Фицрой взял фуражку.
– Мне ничего не осталось, – задумчиво проговорил он, – я не знаю, жалею ли я вас в эту минуту. Не надо было дарить. Тогда я ничего не сказал бы вам. Может быть, вы поймете меня, так как сам себя я понимаю довольно плохо. Проще всего – поставить себя на мое место. Знайте, что и мне не сладко.
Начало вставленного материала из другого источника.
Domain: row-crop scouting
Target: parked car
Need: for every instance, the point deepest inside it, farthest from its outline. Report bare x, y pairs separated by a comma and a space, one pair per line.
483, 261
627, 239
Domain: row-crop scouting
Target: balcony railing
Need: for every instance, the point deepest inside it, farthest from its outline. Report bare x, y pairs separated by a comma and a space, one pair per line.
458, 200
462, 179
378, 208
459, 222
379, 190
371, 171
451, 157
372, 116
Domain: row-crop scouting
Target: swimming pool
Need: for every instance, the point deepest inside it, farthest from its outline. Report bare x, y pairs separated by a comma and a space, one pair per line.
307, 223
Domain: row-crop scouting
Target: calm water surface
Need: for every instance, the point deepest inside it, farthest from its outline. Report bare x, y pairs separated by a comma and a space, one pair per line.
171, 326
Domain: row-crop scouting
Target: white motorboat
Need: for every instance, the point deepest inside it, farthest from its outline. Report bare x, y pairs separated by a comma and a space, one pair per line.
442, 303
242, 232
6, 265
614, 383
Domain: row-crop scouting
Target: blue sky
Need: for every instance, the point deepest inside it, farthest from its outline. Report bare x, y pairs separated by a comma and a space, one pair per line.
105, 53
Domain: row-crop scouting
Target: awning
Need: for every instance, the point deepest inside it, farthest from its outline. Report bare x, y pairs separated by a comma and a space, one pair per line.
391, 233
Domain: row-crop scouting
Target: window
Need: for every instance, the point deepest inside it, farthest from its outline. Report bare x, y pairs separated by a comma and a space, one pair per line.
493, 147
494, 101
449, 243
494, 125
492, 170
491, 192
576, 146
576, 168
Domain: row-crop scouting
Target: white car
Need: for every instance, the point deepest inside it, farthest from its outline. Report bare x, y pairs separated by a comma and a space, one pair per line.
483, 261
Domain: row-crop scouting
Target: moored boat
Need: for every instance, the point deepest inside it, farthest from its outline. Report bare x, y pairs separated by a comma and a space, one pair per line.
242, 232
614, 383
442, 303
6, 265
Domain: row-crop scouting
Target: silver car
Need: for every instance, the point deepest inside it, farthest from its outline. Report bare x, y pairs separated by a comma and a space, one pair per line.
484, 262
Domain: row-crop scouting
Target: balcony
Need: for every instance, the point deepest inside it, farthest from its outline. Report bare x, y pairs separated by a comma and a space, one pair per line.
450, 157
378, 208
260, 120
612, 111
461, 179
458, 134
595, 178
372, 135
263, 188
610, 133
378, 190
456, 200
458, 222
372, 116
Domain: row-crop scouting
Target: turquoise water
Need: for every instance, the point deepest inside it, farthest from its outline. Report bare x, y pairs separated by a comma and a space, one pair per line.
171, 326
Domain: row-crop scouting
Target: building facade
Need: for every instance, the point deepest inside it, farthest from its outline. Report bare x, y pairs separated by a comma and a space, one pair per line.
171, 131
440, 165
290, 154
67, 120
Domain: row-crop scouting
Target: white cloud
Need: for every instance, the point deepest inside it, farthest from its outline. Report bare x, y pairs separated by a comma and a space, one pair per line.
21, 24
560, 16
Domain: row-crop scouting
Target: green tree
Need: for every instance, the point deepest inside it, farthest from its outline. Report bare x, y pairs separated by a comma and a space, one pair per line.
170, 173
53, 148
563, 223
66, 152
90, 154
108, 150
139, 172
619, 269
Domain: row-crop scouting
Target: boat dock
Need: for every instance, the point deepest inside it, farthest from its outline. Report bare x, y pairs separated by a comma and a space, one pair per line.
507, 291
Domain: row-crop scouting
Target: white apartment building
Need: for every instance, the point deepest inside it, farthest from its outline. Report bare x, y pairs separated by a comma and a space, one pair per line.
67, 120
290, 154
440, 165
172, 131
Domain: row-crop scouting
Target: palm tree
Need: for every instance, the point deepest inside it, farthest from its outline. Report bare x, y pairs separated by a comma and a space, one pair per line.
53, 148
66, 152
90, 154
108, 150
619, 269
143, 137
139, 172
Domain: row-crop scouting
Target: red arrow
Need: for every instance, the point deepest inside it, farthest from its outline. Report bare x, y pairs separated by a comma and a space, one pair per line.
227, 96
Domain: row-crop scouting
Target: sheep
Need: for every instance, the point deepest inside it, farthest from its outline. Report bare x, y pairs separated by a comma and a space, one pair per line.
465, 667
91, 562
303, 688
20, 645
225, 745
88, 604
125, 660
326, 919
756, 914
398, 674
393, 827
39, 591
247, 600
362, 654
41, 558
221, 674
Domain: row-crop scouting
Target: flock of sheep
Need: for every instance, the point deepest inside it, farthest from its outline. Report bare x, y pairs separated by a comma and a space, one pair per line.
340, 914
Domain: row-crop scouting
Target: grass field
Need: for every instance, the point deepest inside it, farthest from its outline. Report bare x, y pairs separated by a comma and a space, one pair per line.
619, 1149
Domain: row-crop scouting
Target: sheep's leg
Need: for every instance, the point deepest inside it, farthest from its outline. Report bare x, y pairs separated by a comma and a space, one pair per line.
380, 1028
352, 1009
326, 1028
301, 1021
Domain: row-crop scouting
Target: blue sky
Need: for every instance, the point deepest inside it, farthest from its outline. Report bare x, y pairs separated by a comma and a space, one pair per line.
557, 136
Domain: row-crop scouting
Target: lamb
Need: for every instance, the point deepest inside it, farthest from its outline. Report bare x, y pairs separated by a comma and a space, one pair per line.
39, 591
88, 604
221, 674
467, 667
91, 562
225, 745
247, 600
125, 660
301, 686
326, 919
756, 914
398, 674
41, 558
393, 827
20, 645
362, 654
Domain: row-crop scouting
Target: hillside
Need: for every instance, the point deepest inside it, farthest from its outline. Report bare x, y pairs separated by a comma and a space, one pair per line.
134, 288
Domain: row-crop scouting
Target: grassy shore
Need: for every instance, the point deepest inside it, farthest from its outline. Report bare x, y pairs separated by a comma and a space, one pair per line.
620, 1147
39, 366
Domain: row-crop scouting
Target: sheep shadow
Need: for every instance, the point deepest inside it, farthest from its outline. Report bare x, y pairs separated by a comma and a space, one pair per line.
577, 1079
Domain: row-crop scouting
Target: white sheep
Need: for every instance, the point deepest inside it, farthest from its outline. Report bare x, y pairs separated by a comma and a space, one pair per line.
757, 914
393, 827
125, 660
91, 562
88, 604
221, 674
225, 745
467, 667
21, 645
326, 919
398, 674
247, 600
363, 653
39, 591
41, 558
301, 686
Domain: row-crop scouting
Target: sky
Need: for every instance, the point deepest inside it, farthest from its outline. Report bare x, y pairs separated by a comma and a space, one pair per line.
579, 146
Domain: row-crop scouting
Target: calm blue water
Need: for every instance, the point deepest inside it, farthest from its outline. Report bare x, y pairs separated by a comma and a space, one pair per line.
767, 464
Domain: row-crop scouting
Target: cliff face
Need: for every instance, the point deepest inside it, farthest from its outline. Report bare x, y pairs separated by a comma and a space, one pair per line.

Однако простите. Вместо разговора о вас произошел разговор обо мне. Я не хотел этого.
– Низкая, низкая ненависть! – крупные, тяжелые слезы скользнули по вздрагивающему лицу Конхиты. – Фицрой, не смейте ненавидеть его!
– Я ненавижу, – грустно, сильно и глубоко сказал Фицрой, открывая дверь, – но так же я могу и любить. Мир его праху! Я сказал искренно. Пожелайте, – о! пожелайте и вы, Конхита, – мира ненависти моей.
Горько махнув рукой, она бросилась в кресло и прижалась лицом к подушке, делая знак уйти.
Фицрой вышел, осторожно прикрыв дверь.
Не думая о направлении, он шел в сторону от бараков, изредка снимая фуражку и вытирая платком обильный прохладный пот. Он чувствовал себя так, как будто не дышал несколько дней, борясь с наполнившим грудь песком. Весь только что окончившийся разговор представлялся ему сплошным криком, эхо которого еще гудело в ушах. Он был потрясенно тих, как после спасения. К отвратительному впечатлению собственных слов примешивалось удовлетворяющее сознание правды, хотя бы брошенной в исступлении.
Подойдя к опушке леса, зеленым дымом охватывавшей низы гор, Фицрой увидел кроткие тени лесных лужаек, и в мирной чистоте этого отдаления от людей, как над ручьем, сторонними глазами увидел свое внутреннее лицо, каким открыл его несколько минут назад помертвевшей от боли и горя женщине, – как будто занес нож. Большее, чем стыд, свернуло шею его волнению. Стиснув зубы, он закрыл глаза и мысленно ударил себя по щеке. Разумеется, ни о каком уважении с ее стороны более не могло быть речи, – и он не мог, теперь уже никогда, видеть ее. Но в тумане изнуряющего стыда раздавленный голос шептал все нежные слова, какими до сих пор он наполнял свою жизнь, не смея вслух произнести их. Некогда он честно боролся, намечая все фазы успокоения; смерть, жертву, путешествие, но твердая рука истинного его чувства к Доббу, временно онемев, снова вела свою острую, черную линию. Яд начал кипеть с первого дня. Он часто придумывал, как тяжелее и мучительнее надо было бы умереть этому человеку, чтобы утолить безысходное ожидание грома, способного наконец разорвать оцепенение злой и тоскующей любви, ставшей болезнью.
Обдумывая странное подозрение, мелькнувшее среди чувств, переживаемых им далеко не в первый раз, Фицрой отнесся к нему с вниманием удивления, – почти испуга, хотя, едва стих толчок, продолжал думать о том же совершенно спокойно, как думает о незамеченной ступеньке человек, оступясь во тьме и идя далее. Вначале он счел это любопытство сопоставлением – не больше. Ни опровергнуть, ни проверить и доказать связь меж его настроением и гибелью Добба не было никаких средств, однако неустранимое совпадение поворачивалось перед ним всеми сторонами своими, и он мог придавать ему любой смысл. – «А если? – сказал Фицрой. – Странный мир – мысль, и велика сила ее. Тогда… Все равно, – мысленно я убивал его. Это одно и то же».